🔪 Chunkers¶
Chunkers control how long texts are broken into smaller segments (chunks) for token classification tasks.
This is useful when: - A document is too long for the model’s input length. - You want to process text in overlapping windows. - You need to preserve entity and token alignment across segments.
🧩 Chunker Protocols¶
Chisel supports two kinds of chunkers:
1. TokenChunker
¶
Used when tokenization is already performed before chunking.
class TokenChunker(Protocol):
def chunk(self, tokens: List[Token], entities: List[TokenEntitySpan]) -> Tuple[List[List[Token]], List[List[TokenEntitySpan]]]:
...
Returns a tuple with a list of lists of Token objects and a list of lists of TokenEntitySpan objects:
-
"tokens": the list of Token objects in the chunk.
-
"entities": the list of EntitySpans that fall within the chunk.
2. TextChunker¶
Used to chunk text before tokenization.
class TextChunker(Protocol):
def chunk(self, text: str, entities: List[EntitySpan]) -> Tuple[List[List[str]], List[List[EntitySpan]]]:
...
This is useful for early preprocessing stages or non-token-based chunking.
🧱 Built-in Chunkers¶
NoOpChunker¶
Does not chunk.

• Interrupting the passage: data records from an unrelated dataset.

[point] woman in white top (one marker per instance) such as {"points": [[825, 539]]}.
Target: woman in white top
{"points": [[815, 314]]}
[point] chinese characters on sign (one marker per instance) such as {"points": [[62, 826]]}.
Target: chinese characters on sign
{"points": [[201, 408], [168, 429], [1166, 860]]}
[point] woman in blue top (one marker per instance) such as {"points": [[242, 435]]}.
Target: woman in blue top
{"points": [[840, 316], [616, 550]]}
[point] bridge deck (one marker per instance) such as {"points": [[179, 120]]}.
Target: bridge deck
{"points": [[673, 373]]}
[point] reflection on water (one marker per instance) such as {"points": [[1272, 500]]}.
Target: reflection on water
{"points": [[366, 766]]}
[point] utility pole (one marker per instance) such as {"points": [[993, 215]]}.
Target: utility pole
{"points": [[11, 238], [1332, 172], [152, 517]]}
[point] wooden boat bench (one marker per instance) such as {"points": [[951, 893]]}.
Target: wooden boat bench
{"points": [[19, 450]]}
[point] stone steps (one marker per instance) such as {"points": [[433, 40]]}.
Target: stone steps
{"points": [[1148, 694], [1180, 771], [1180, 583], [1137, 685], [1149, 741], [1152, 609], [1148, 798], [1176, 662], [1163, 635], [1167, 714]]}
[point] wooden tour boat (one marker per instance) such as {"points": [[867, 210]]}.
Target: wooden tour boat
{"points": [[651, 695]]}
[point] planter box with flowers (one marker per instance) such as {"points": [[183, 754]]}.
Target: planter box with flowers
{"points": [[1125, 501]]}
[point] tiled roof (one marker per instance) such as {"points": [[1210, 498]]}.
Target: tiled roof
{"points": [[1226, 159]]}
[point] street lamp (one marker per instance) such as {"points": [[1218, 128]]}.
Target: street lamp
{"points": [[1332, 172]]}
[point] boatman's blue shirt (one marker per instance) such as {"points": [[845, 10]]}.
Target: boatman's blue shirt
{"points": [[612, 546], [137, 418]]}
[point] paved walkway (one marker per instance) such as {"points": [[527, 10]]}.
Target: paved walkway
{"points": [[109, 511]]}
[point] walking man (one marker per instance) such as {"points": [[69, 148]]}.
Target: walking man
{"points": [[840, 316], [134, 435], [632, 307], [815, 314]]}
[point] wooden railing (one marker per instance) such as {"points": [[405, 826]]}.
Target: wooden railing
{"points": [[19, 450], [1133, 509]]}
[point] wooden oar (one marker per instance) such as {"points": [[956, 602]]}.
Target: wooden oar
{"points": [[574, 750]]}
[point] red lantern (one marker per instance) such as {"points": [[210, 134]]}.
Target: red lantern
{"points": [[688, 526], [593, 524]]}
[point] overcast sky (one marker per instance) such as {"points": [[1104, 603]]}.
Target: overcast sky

Returns the full document as a single chunk.
from chisel.chunkers import NoOpChunker
chunker = NoOpChunker()
chunks = chunker.chunk(tokens, entities)
FixedLengthChunker¶
Splits tokens into non-overlapping fixed-size chunks.
from chisel.chunkers import FixedLengthChunker
chunker = FixedLengthChunker(chunk_size=128)
chunks = chunker.chunk(tokens, entities)
⚙️ Notes on Entity Alignment¶
Chunkers are responsible for excluding entities that cross chunk boundaries.
This ensures downstream labelers do not mislabel partial entities.
🛠️ Custom Chunkers¶
You can implement your own chunking strategy by subclassing or following the TokenChunker/TextChunker protocol.
Example:
class SentenceChunker:
def chunk(self, tokens, entities):
# Group tokens into sentences using punctuation rules
...